Computer languages come and go over time. COBOL was once one of the most popular computer languages. Whilst, there are many legacy systems today that still run on COBOL code, it’s unlikely you’d write a new system in it.
The language you choose for a project depends on many factors, such as ease of use, speed of execution and adaptability into your existing codebase. For data science, Python and R have become the lingua franca. This isn’t to say they are the best “languages” for everything, but for data science there are lots of pre-built libraries that work with them. In Python, for example, you’ve got pandas for dealing with time series, there’s matplotlib for visualisation, scikit-learn for machine learning etc. The more existing frameworks are out there, the less time you have to spend writing your own code.

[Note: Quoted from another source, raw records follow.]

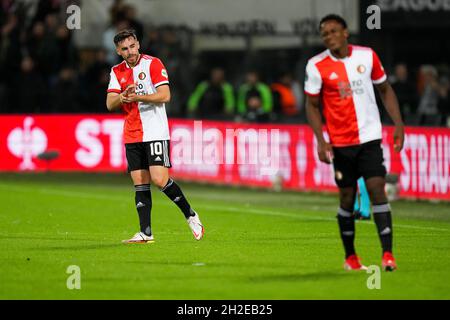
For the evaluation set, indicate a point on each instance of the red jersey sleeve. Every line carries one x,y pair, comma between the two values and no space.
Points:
158,73
114,85
378,75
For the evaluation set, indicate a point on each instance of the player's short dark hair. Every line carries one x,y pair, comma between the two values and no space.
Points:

There’s also a virtuous circle, so that as more developers gravitate towards Python, the libraries improve. With a bigger community of developers, it’s also easier to find collaborators to work on projects.
Neither Python nor R are perfect. Yes, they are comparatively easy to write compared to something like Java or C++, but they are also pretty slow. There are tips and tricks we can do to speed up Python, such as using Cython or trying to distribute our computation, but Python doesn't do this out of the box.
So, what if there were a language that were as fast as Java or C++, but had the ease of use of Python? There is: it's called Julia.
The Julia language was developed so you can write code quickly (like Python), which would also execute fast (like C++). Julia is designed to give us the best of both worlds.
Should you go and learn Julia? Let’s look at the plus points first. The benchmarks provided by Julia suggest it's much faster for multitude of operations than Python, even though I would suggest this is not necessarily fully representative of all the use cases. It’s also relatively easy to make code parallel. The syntax, whilst different from Python, wouldn’t take too much time to get used to. And it's script based like Python.
What about the negatives? Well, Julia is still relatively new, with version 1.0 only being released last summer. There are a growing number of supporting libraries for Julia, but it still lags way behind Python (ok, yes, you can call Python in Julia, but if all your Julia ends up calling Python routines, it defeats the point). There’s also the issue, that as of yet, usage of Julia in the finance industry is still relatively small. You might spend time learning it, only to find that you end up getting a job as a Python developer. For employers, it’s probably going to take longer to find Julia programmers too.
The upshot is that Julia definitely looks like an interesting language and has some definite plus points. However, I think it’s likely to take a couple of years before it becomes more widespread. Ironically, despite the rapid state of technological advances, adoption of newer computer languages tends to be slow, because ultimately, it requires folks to take the time to learn it.
On a personal level, I think I might start dabbling in the Julia language. However, doubt it’ll end up becoming my main data science language of choice in the short term. For the time being, I’ll probably stick to Python.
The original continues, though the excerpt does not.